Un’altra cosa che si ricorderà di questo Festival, e che in fondo è specchio dei tempi che viviamo, dove tutti si sentono in dovere di dire la loro, è la voglia di protagonismo del pubblico in sala, che ha tributato diverse standing ovation (o diverse station wagon come direbbe Nino Frassica), in particolare a Loredana Berté (meritatamente quarta con “Cosa ti aspetti da me”, un brano che mette in luce le sue qualità di interprete grintosa e che il duetto con la pur brava Irene Grandi non è riuscito a migliorare, tanto sembrava cucito addosso a Loredana) e a Ultimo (secondo con “I tuoi particolari”, bella strofa e ritornello mediocre). Il pubblico pare abbia contestato la vittoria di Motta e Nada nella serata dei duetti, ma si è scatenato quando è stata letta la classifica dal ventiquattresimo al quarto posto, probabilmente contestando la mancata presenza della Berté o di qualche altro cantante al posto del Volo. Siamo solidali con questo pubblico in quanto i tre ragazzotti rappresentano un modo superficiale di vedere la musica, secondo il quale basta avere la voce impostata per poter cantare qualsiasi cosa. La sublimazione di questo concetto è stato nella serata dei duetti quando i tre si sono portati dietro il violinista virtuoso Alessandro Quarta per buttare un bel po’ di fumo negli occhi, ma senza che il suo intervento servisse ad arricchire il brano “Musica che resta” da loro presentato.

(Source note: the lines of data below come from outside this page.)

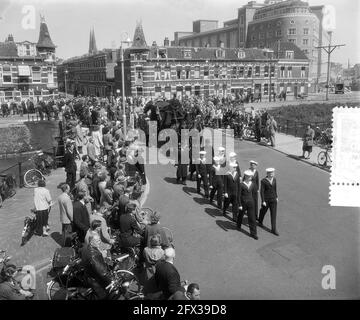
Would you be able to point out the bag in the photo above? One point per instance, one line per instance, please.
(62, 257)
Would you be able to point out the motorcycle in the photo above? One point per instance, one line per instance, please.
(7, 187)
(25, 276)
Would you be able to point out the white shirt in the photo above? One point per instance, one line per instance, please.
(42, 198)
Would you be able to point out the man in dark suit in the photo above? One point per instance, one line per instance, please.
(167, 277)
(231, 191)
(269, 199)
(202, 171)
(255, 180)
(81, 218)
(70, 165)
(247, 203)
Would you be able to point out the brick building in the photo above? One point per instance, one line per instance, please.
(90, 74)
(167, 70)
(27, 69)
(261, 25)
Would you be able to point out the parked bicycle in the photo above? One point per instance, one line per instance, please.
(7, 187)
(324, 157)
(43, 165)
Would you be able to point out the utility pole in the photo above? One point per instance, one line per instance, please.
(329, 49)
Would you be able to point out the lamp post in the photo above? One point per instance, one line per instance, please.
(66, 72)
(128, 41)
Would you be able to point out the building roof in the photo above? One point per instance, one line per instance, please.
(139, 37)
(44, 36)
(280, 51)
(202, 53)
(8, 49)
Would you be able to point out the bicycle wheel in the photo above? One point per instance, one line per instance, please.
(31, 178)
(55, 291)
(322, 158)
(132, 289)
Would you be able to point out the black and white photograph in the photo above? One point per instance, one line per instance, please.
(179, 150)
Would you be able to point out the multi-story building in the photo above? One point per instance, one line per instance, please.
(90, 74)
(262, 25)
(164, 70)
(27, 69)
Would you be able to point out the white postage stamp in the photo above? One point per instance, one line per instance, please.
(345, 169)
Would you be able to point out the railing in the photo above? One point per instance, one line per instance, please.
(19, 168)
(298, 128)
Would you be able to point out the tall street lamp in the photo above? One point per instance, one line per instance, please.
(66, 72)
(127, 41)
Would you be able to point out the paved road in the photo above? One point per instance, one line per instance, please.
(228, 264)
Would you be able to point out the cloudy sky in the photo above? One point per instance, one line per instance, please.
(69, 21)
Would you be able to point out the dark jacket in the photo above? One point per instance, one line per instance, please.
(267, 190)
(95, 265)
(81, 219)
(247, 195)
(69, 160)
(232, 186)
(167, 278)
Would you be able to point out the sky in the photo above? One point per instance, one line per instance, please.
(69, 21)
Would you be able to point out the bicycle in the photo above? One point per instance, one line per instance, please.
(42, 168)
(324, 157)
(7, 187)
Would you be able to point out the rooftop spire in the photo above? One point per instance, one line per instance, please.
(139, 37)
(92, 42)
(45, 41)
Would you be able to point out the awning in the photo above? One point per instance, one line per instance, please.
(24, 71)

Adesso la parola passerà al pubblico che queste canzoni le ascolta, le scarica, le compra, le canta (o le declama). Noi aspettiamo l’anno prossimo con fiducia, sperando che chiunque ci sia alla conduzione e alla selezione degli artisti in gara (meglio se un cantante competente come Claudio Baglioni), non interrompa questo processo di rinnovamento. Con buona pace di Iva Zanizzhi che da anni prova a portare una canzone al Festival e di tanti altri della sua generazione, il Festival deve essere dei giovani.